Arguments against “qualified immunity” ironically come from both sides of the political spectrum — although less so from centrists.

By removing the intentional sequencing of “two-pronged test,” qualified immunity became almost impossible for lawyers to overcome in landing a criminal conviction against an officer, according to Katz.

“It makes it very easy to grant qualified immunity because you can always find some thing or some fact that is different,” Katz said.

That’s because the defense will almost always be able to include some fact that is different from a prior court case in which lawyers are trying to prove is legal precedent for their own case. According to Katz, it’s the difference between “two shots fired and ten shots fired,” in separate cases.

Even a difference like this can make it extremely difficult to prove that a legal precedent exists for conviction. When asked if Congress could “do away” with the doctrine outright, he replied “absolutely.”

He noted that arguments against “qualified immunity” ironically come from both sides of the political spectrum — and less so from centrists.

Some pro-law enforcement groups’ issue with the doctrine isn’t necessarily in its application, but from the fact that it was judicially created and not something that flowed from the constitution or the Bill of Rights.

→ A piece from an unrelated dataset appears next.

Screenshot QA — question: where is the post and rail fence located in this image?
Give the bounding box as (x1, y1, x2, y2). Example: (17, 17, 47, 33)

Meanwhile, those who are further left politically in the Democratic Party, such as Representative Ilhan Omar, would like to see the doctrine erased because of its links to continued police brutality.

Omar, alongside Amash and Democrat Ayanna Pressley, hopes to end the doctrine altogether through a co-sponsored bill, an action that others have attempted in Congress.

The Supreme Court, however, recently rejected proposals to discuss qualified immunity.

Would eliminating qualified immunity have any impact on police misconduct?

“I think you’d have more thoughtful training,” Katz said. “I think it’d emphasize (police) to act in an objectively reasonable manner.”